What India needs is an overhaul of the processes dealing with economic offences. For that, the law must make a distinction between a genuine business failure and cheating. While in both cases money lent by banks turns bad, in the case of a genuine failure even the promoter loses his shirt, but in instances of cheating the banks suffer the losses. It is important to make a distinction because failures do take place in business. They have happened in the past and will happen in the future, both locally and globally. At this point of time, though, there are no specific provisions in the law making a distinction between the two. It is dependent on the investigative agency on how they treat it. That brings in the element of subjectivity and where there is subjectivity there is an element of corruption.
In cases like this, where the stakes are high and it is important to establish the credibility of the banking system, the law must be unequivocal to the point of not allowing too much room to individual opinion. And, when the matter goes to the courts, evidence would play its designated role.
There is another point to consider. The delay in the judicial processes is enough to kill the real value of the amount which the government or banks are supposed to recover. An example will illustrate the point. If, for instance, a bank or the government has to recover Rs 1,000 crore from an economic offender, and the case is decided in favour of the government after 10 years, in real terms the value of the recovered amount would be a fraction of what had been originally lent.
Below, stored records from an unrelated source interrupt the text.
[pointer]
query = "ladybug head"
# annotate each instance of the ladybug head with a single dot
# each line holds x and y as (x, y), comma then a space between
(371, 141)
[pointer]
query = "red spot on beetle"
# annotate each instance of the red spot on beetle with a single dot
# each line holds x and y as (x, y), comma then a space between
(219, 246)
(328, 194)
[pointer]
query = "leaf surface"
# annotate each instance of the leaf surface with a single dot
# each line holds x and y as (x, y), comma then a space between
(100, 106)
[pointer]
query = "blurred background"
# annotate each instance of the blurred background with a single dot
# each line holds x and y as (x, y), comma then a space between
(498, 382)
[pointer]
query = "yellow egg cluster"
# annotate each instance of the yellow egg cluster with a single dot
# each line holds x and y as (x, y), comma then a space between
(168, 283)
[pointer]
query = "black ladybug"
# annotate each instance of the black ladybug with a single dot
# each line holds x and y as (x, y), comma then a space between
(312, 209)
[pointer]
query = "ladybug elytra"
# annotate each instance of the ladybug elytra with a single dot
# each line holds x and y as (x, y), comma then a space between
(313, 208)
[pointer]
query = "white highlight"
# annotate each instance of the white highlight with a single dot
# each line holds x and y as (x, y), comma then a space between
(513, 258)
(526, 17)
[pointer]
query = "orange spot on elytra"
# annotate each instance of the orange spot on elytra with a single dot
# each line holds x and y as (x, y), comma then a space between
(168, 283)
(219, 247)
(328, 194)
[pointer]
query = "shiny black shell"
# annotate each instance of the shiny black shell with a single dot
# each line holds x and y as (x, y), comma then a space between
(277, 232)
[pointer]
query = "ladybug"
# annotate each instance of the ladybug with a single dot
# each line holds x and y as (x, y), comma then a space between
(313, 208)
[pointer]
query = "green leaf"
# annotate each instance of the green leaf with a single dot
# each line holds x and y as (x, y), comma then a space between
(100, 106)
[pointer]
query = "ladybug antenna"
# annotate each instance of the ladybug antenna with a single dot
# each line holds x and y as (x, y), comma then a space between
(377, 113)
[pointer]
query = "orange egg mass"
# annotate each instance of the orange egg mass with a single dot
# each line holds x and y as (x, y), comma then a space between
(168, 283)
Only last week, photographs of luxury cars belonging to Nirav Modi that had been seized by investigative agency were splashed across media. Under current laws, it is case property, it cannot be sold, but what would be the value of these cars by the time the cases are decided and they can be sold. But if they are to be sold today, at least some value can be realised. This is a good time to remember the Harshad Mehta story. Have the banks and the government been able to recover the money which they were supposed to get? Policy makers need to understand that there is a time value attached to money and decay takes place with time.
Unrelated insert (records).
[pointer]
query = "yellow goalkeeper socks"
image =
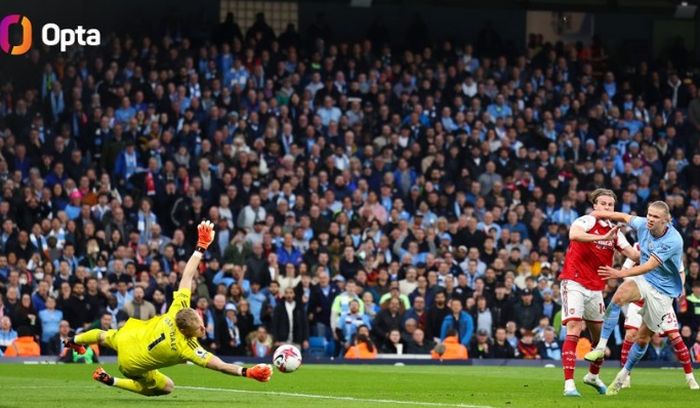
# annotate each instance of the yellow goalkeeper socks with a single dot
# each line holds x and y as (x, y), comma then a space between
(133, 386)
(89, 337)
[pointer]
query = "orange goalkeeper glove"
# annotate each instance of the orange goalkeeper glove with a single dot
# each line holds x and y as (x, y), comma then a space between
(260, 372)
(205, 235)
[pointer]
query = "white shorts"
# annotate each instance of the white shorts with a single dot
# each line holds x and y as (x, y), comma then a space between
(657, 312)
(579, 303)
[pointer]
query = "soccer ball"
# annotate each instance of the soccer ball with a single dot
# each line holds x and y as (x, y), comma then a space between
(287, 358)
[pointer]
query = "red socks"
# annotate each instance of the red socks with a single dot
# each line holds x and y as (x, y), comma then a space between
(568, 356)
(595, 366)
(682, 354)
(626, 346)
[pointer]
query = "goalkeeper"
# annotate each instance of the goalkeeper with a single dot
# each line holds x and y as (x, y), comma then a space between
(145, 346)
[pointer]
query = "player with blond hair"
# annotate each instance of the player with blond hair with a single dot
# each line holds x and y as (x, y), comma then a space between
(656, 281)
(145, 346)
(594, 241)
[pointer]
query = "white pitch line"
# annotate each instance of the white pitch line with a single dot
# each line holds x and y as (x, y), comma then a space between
(331, 397)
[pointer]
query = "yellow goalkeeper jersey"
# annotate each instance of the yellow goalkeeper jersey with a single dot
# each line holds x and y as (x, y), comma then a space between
(156, 343)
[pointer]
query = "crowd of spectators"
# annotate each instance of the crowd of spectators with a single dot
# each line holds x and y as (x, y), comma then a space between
(376, 200)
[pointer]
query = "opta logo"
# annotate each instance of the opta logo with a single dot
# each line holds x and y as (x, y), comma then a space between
(51, 35)
(5, 24)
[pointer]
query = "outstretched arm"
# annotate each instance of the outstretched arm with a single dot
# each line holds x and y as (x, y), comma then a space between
(613, 216)
(205, 236)
(607, 272)
(260, 372)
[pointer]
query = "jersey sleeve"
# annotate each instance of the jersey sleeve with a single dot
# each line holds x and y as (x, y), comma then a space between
(667, 249)
(638, 222)
(621, 242)
(629, 263)
(193, 351)
(181, 300)
(586, 222)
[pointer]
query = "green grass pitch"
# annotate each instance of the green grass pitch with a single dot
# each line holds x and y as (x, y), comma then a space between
(53, 386)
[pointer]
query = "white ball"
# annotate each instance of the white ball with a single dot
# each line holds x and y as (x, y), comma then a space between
(287, 358)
In forensic audit, it is not tough to identify the money trail and whether the money has been lost due to genuine business reasons or siphoned off by promoters. If there has been a genuine business failure, it is the job of the Reserve Bank of India and not the Central Bureau of Investigation to take the bank concerned to the task on why it was not able to do a proper credit risk assessment. Laws should be framed in a manner that at stage one of the investigation, the nature of the case is clear so that not only are the guilty punished but the economic value of money is not diminished and tax payer money is protected.